Peanut allergies are one of the most common causes of fatal allergic reactions — but an early dietary intervention may lower children’s risk of death, according to a new study from King’s College London.

It’s a common misconception held by health experts that delaying an infant’s exposure to allergenic foods can reduce the risk of developing food allergies later in life. But last year’s Learning About Peanuts (LEAP) research trial revealed the opposite could occur. LEAP researchers recruited 628 children who were at high risk for peanut allergies between the ages of four and 11 months. Children were randomly assigned to either consume or avoid peanuts until the age of five, and by the end of the trial those who were exposed to peanuts earlier in life reduced their risk of peanut allergies by 81 percent.

The present study, published in the New England Journal of Medicine, is a one-year follow-up trial to LEAP, called LEAP-On. Participants were asked to avoid peanut products for a year to see if abstinence would trigger a peanut allergy. And overall, 18.6 percent of the children who never developed an allergy during the LEAP trial became allergic. But only 4.8 percent of those who were assigned to eat foods that contained peanuts developed an allergy after a year of avoiding these foods.

Based on the results of both trials, researchers believe early exposure to foods that contain peanuts may prevent high-risk children from developing allergies later on. Given the number of children with peanut allergies doubled between the years 1997 and 2011, researchers emphasize the importance of finding and developing early childhood interventions.

"If parents ask how to prevent allergy in their children, our current advice is to introduce the allergenic foods at four to six months of age," the authors wrote. "Once highly allergenic foods are introduced, regular exposure is important for maintenance of tolerance — children should eat these foods on a regular basis."

The research teams in each study all warn their results do not mean parents should feed their children foods that contain peanuts without a pediatrician’s notice, especially if children are at high risk of developing egg allergies or eczema.

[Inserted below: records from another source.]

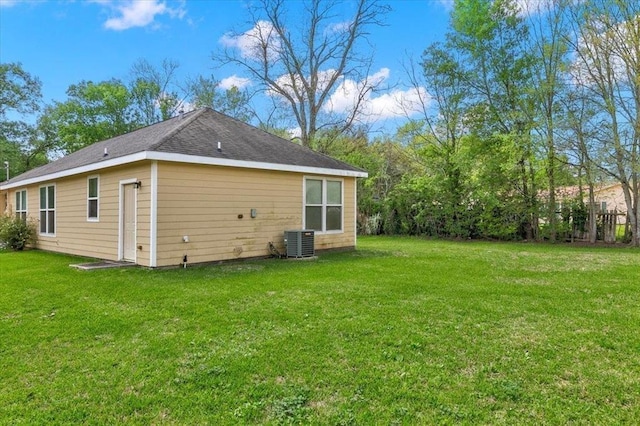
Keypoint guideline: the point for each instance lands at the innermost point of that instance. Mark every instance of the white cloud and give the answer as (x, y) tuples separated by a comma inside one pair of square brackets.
[(234, 81), (290, 82), (252, 43), (138, 13), (395, 103)]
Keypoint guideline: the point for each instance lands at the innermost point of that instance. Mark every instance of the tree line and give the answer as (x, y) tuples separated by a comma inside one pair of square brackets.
[(517, 104)]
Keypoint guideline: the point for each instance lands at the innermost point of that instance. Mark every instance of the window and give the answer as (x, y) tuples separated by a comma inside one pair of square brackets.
[(21, 204), (48, 210), (323, 205), (93, 188)]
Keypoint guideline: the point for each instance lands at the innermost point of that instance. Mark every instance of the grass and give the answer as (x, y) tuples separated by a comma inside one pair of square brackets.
[(402, 331)]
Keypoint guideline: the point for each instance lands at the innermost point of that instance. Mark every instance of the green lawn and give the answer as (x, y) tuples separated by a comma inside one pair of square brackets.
[(402, 331)]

Future studies will be designed to establish whether the effects of early peanut intervention over the course of many years can maintain protection against allergies.

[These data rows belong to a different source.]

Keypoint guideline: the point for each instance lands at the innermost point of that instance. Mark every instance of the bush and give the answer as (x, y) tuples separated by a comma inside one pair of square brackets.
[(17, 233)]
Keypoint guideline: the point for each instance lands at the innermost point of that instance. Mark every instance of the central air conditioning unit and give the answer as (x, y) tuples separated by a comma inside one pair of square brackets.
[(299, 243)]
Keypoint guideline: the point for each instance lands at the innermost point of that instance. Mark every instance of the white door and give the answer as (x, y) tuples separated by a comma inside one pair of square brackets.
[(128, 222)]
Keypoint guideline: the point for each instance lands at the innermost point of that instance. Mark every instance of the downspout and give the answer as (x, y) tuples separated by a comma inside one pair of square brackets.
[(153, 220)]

According to Food Allergy Research & Education, peanut allergies tend to last a person’s entire life; however, 20 percent of children with peanut allergies do outgrow them. Even trace amounts of peanuts can cause severe allergic reactions in children, which can make it difficult for children to eat prepackaged foods or off a restaurant menu.

These new findings come at a time when rates of allergies are steadily climbing, but it’s not the first evidence to test the theory of early introduction. Last year another study, published in the Canadian Medical Association Journal , demonstrated that gradually introducing small amounts of highly allergenic food reduces the risk of allergic reactions.